Andypat - saw your pics - thank you. 

I'll definitely have one jigging rod, that'll just be my inshore jigging stick. 

SloppyTilapia - do you run 3 bait rods, or a combination of bait and jig rods?

Drew


----------



## surfchunker (Apr 10, 2006)

when the Mrs and I fish we usually have 4 sometimes even 5 baitrods out


----------



## DANtheJDMan (Aug 29, 2012)

I think it depends on where you are in Florida. 

My wife and I have fished Sebastian Inlet beach a few times. 

The first time we were there an older Asian couple was just unloading their stuff and he says farther out more better. There were two of them and they had 6 14 ft rods because they were inside a mini van. 

We set up about a hundred yards and they were always throwing out a rod. They were commercial pompano fishing. 

My wife said the guy was throwing out and reeling something back in but it was really just a different rod. 

We caught one limit that day fishing 4 rods. Two long and two shorter but the ticket was to rebait every 5 minutes. 

Some bait steeling stuff lives there but also a ton of big fat pomps. 

When we go back we fish 4 rods long and if your not reeling one in you should be.


----------



## SloppyTilapia (Oct 4, 2013)

I'm going to have 2 bait rods out, baited with fresh shrimp, fleas, blue crab bits or fish bites. Then the jigging rod is going to be for Doc's goofy jig or a small spoon of some sort. I usually have me a shark/drum rig out too, if I can catch a sacrificial whiting or croaker. Make changes on the fly as the bite dictates......


----------



## greg12345 (Jan 8, 2007)

For surf fishing if i am really trying to put them on the beach and it's deserted I will go 6 rods here in SE NC, usually early AM bevfore anyone is out. I have fished the surf several miles north of sebastian inlet Fl in december and started with 6 but dropped down to 3 rods in the water at once b/c the bite was hot. Circle hooks, long soft rod, and smooth drag are key b/c you can not possibly attend to 6 rods at once when they come through...you need them to hook themselves. Like Dan said if you do it right you will get NO rest as you will need to be constantly rebaiting and checking rigs if 6 rods are out. When I want to relax i fish 2 rods.


----------



## DANtheJDMan (Aug 29, 2012)

All, 

I meant to say 12 ft rods on my first post.

The way the beach lays north of the inlet the beach is steep and it gets gets really deep just off the beach. I saw a young kid use one of those little thin boards and time the back wash just right and go all the way down jump the next wave and stop sinking in over his head.

There is a sand line 80-90 yards off the beach where the color changes. 

You gotta bomb it out to pompano land or you will come up empty. 

The thing is with that area if they are hot you can limit out in a short time. The com guys can catch like 50 each and normal is 4.

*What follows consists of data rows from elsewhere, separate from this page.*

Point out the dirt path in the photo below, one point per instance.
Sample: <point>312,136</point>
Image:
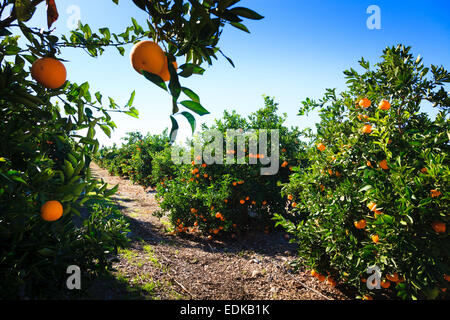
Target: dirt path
<point>163,266</point>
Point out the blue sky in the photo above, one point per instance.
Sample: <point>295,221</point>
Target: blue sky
<point>298,50</point>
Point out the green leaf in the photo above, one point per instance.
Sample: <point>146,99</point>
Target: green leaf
<point>174,84</point>
<point>365,188</point>
<point>240,26</point>
<point>155,79</point>
<point>106,130</point>
<point>189,69</point>
<point>174,130</point>
<point>246,13</point>
<point>4,32</point>
<point>24,10</point>
<point>191,94</point>
<point>133,112</point>
<point>121,50</point>
<point>111,191</point>
<point>195,106</point>
<point>130,101</point>
<point>190,118</point>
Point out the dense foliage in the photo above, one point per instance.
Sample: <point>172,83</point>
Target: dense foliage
<point>377,188</point>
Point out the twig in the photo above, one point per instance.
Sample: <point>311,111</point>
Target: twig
<point>12,17</point>
<point>174,280</point>
<point>182,287</point>
<point>306,287</point>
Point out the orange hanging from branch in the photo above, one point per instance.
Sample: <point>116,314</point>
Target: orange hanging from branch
<point>52,12</point>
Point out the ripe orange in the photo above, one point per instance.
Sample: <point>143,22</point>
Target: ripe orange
<point>439,227</point>
<point>435,193</point>
<point>385,283</point>
<point>363,117</point>
<point>165,74</point>
<point>383,164</point>
<point>49,72</point>
<point>384,105</point>
<point>372,206</point>
<point>148,56</point>
<point>375,238</point>
<point>321,147</point>
<point>52,210</point>
<point>392,277</point>
<point>365,103</point>
<point>361,224</point>
<point>331,282</point>
<point>367,129</point>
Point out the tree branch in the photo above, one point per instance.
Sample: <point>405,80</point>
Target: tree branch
<point>12,17</point>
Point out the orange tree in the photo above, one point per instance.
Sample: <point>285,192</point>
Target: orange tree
<point>135,157</point>
<point>221,198</point>
<point>376,191</point>
<point>45,157</point>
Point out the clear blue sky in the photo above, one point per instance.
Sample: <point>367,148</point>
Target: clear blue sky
<point>298,50</point>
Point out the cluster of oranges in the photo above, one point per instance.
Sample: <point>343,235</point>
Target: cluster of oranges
<point>145,56</point>
<point>52,210</point>
<point>148,56</point>
<point>366,103</point>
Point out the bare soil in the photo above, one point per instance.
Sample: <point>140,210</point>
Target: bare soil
<point>159,265</point>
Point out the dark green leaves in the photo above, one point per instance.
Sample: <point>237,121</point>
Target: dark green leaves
<point>24,9</point>
<point>246,13</point>
<point>133,112</point>
<point>195,106</point>
<point>188,69</point>
<point>240,26</point>
<point>191,94</point>
<point>174,130</point>
<point>4,32</point>
<point>155,79</point>
<point>190,118</point>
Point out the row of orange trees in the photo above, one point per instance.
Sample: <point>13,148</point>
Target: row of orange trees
<point>376,192</point>
<point>211,198</point>
<point>369,189</point>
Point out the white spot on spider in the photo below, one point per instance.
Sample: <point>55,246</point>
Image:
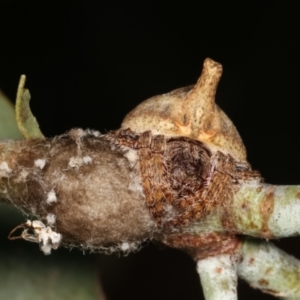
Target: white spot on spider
<point>132,157</point>
<point>76,161</point>
<point>51,218</point>
<point>95,133</point>
<point>87,159</point>
<point>45,236</point>
<point>40,163</point>
<point>127,247</point>
<point>4,169</point>
<point>51,197</point>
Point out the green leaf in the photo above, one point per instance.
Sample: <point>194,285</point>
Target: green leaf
<point>27,123</point>
<point>8,125</point>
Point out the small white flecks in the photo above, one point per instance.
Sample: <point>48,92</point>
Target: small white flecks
<point>51,197</point>
<point>125,246</point>
<point>51,218</point>
<point>37,232</point>
<point>95,133</point>
<point>40,163</point>
<point>132,157</point>
<point>128,247</point>
<point>22,176</point>
<point>76,161</point>
<point>87,159</point>
<point>4,169</point>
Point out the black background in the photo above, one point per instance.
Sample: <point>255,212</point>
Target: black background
<point>89,63</point>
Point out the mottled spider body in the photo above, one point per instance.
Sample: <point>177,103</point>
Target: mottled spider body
<point>181,179</point>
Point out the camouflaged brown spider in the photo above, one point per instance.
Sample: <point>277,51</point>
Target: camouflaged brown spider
<point>175,172</point>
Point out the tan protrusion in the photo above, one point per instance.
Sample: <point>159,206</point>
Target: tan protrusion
<point>190,112</point>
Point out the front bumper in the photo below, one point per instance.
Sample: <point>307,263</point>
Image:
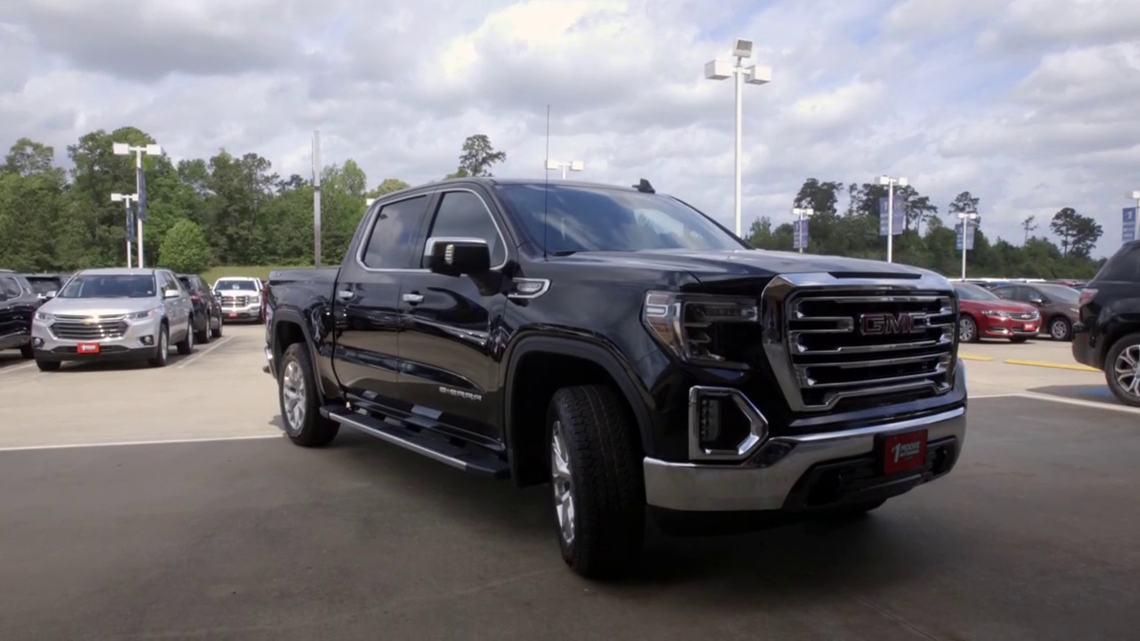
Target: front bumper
<point>138,340</point>
<point>805,472</point>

I watched a com guy by himself with 4 13ft Yellow rods and it looked like 20 Saltist on them and he could bomb it. 

In this place if you are not reeling in to bait you might as well go to the car and give it up. 

The best thing you can have is 4 13ft 3-6 Tommy Farmer rods with 3 hook pomp rigs and a bucket full of sand fleas.

When you get them all bombed out don't sit down, go reel in the first one your bait is gone.

DAN


----------



## bronzbck1 (Jun 13, 2007)

I use three, one long, one midway, one short on targets spots


----------



## fish bucket (Dec 5, 2002)

3 or more rods? are you guys commercial fishermen?


----------



## BPReeds (Jan 11, 2013)

3 rods max....too much work running 4 rods.....did that for a while.....no more......2 rods...for more mobility.....


----------